Objective: Describe characteristics of diabetic patients who initiated basal insulin and assess their glycemic control.
Research design and methods: Physician encounters in the General Electric EMR Database (2005-2010) were assessed for patients with type II diabetes (T2DM) who initiated basal insulin between February 2006 and August 2009, with initiation defined as no prescription record of insulin in prior 15 months. Patients were followed for an average 2.5 years after insulin initiation. The proportion and time to achieving HbA1c ≤ 7% ('goal') were assessed. Among patients who reached goal, the proportion and time to HbA1c increasing above 7% were analyzed. Cox proportional hazard models were estimated to identify predictors of HbA1c goal achievement and goal sustainability.

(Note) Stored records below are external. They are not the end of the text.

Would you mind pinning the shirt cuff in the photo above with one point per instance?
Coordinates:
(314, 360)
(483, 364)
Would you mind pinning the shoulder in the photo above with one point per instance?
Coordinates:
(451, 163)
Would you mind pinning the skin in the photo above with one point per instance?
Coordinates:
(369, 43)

Results: Basal insulin initiators with T2DM (n = 13,373) were on average 60 years old, 50.5% were females, and 59.5% had HbA1c > 8%; 5840 (44%) patients reached goal within one year and 7699 (58%) reached goal during the ∼2.5-year follow-up. Being older, white or male, lower baseline HbA1c values, and no OAD use before insulin initiation were associated with significantly higher rates of reaching goal. Among patients who reached goal, 57.6% could not sustain the goal. Being Hispanic, higher baseline HbA1c values, and baseline OAD use were associated with significantly lower rates of goal sustainment.
Conclusion: A high proportion of T2DM patients did not have adequate glycemic control after initiating basal insulin. Various factors existing prior to insulin initiation were related to successful treatment of T2DM. Further research on how to improve glycemic control is encouraged.